Hueco, of course, is no longer so open. As detailed in James Lucas’s “When Legends Die” (p.60), access changed in 1998 with the Public Use Plan (PUP), which limited visitor numbers and mandated guided access to all but North Mountain. The plan came partly in response to the bouldering boom at Hueco, which rapidly went from backwater to global destination, and partly from a rise in graffiti and litter left by nonclimbers. Twenty years later, the PUP is still in place and climbing at Hueco is still going strong—the rocks are eternal, and the desert has bounced back. Perhaps Hueco needed to be restricted to save it.

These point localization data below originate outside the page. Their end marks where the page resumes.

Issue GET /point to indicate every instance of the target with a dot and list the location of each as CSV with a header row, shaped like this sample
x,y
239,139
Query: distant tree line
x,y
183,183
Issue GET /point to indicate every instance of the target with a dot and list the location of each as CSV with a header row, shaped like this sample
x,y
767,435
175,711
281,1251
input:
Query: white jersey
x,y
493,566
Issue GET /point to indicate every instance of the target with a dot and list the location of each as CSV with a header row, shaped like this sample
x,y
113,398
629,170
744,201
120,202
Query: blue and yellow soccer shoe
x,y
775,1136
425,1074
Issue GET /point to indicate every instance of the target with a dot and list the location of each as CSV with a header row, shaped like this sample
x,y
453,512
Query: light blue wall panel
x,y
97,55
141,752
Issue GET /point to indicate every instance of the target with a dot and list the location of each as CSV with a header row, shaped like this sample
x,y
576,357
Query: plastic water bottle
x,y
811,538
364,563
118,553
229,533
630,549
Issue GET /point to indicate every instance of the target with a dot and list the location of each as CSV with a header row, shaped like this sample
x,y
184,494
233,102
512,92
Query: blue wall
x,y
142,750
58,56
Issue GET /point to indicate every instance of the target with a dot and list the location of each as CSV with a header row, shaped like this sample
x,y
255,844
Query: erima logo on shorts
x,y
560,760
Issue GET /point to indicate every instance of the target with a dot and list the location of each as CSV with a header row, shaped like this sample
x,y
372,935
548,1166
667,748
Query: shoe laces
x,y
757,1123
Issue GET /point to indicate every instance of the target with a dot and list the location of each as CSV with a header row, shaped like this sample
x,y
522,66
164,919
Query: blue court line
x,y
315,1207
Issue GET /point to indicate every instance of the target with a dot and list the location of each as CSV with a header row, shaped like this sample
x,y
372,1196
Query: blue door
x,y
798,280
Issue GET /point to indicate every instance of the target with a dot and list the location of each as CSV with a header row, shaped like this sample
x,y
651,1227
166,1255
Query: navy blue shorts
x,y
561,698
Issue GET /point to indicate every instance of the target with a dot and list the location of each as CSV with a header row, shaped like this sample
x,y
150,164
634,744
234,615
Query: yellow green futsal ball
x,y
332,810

As we’re seeing today across America, Hueco was the proverbial canary in the coal mine. Even more-robust areas like the Red River Gorge, Kentucky, and Boulder Canyon, Colorado, now boast visible cliff-base impacts like micro-trash, compacted soil, exposed tree roots, belay-platform erosion, and so on—all things that need to be mitigated to preserve the crags’ longevity. These are impacts to consider at every climbing area, even newer ones that aren’t visibly degraded yet. We can’t, as Lucas argues, stick our head in the sand any longer.
Twenty-eight years ago, a punk kid posed down on Legends, caring only about getting to the next bolt. Twenty-eight years later, the man that kid has become thinks heavier thoughts, in a sport and a world that would have been unrecognizable in 1990. “Sink a kneebar,” I would have told younger me. “It makes the third clip easier.” And also: “Scrub off your chalk, pick up any litter, and make nice with Ranger Bob. Every little bit counts, and three decades from now no one will care whether you sent Legends— just, did you help make Hueco Tanks a better place?”
THE AUTHOR IN 1990, POSING ON WHEN LEGENDS DIE ( 5.13B), HUECO TANKS.